To evaluate the efficacy and toxicity of combination chemotherapy with intravenous irinotecan and oral etoposide in women with platinum- and taxane-resistant epithelial ovarian cancer.

METHODS

Between October 2002 and September 2005, we studied 27 women with platinum- and taxane-resistant epithelial ovarian cancer. Irinotecan was administered in an intravenous dose of 70 mg/m(2) as a 90-min infusion on days 1 and 15 of a 28-day cycle, and etoposide was administered in an oral dose of 50 mg/day on days 1 to 21. For heavily pretreated patients, the initial dose of irinotecan was lowered to 60 mg/m(2). Treatment cycles were repeated until disease progression or unacceptable toxicity.

RESULTS

All 27 patients were eligible and assessable. There were 11 partial responses and 1 complete response for an overall response rate of 44.4%. The median durations of overall response and of stable disease were 11 months and 8 months, respectively.

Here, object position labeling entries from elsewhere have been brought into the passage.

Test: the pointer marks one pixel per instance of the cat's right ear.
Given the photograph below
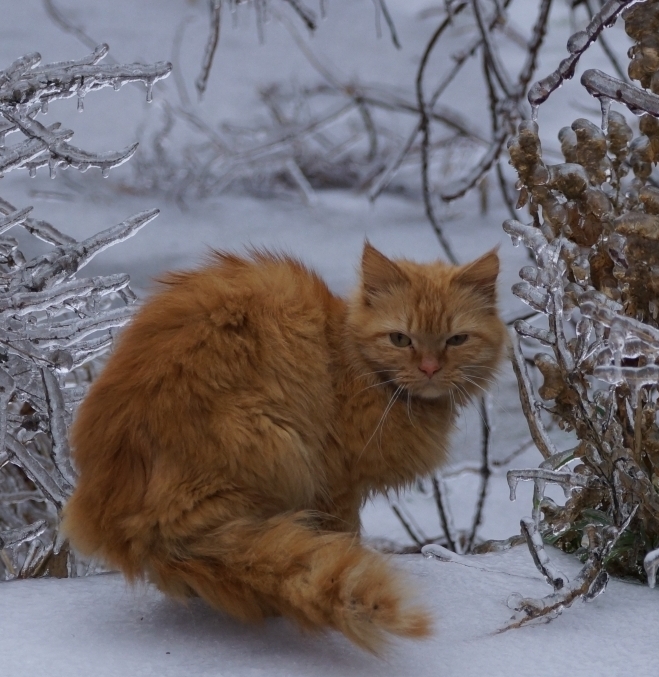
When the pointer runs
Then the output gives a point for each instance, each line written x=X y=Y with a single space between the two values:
x=379 y=274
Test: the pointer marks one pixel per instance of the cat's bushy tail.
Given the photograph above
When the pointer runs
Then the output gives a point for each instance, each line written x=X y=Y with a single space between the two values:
x=253 y=569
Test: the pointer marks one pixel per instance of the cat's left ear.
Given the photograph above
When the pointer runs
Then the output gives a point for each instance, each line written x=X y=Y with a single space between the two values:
x=482 y=274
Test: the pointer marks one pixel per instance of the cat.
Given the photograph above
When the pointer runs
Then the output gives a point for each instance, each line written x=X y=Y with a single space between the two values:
x=247 y=413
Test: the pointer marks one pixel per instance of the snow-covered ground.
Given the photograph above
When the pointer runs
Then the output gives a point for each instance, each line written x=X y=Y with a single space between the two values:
x=99 y=626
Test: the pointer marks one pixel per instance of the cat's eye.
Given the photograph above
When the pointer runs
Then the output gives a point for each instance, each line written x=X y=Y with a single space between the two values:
x=400 y=340
x=457 y=339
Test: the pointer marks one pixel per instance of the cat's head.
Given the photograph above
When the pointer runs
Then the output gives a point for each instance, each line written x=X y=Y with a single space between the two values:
x=432 y=328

The major toxicity was neutropenia (grade 3, 22.2%; grade 4, 37.1%). Diarrhea was infrequent and mild, and gastrointestinal toxicity was moderate and manageable. Acute myeloid leukemia (M5) developed as a secondary malignancy in 1 patient.

CONCLUSIONS

The results of our pilot study suggest that a combination of irinotecan and oral etoposide is effective and tolerable in women with platinum- and taxane-resistant epithelial ovarian cancer.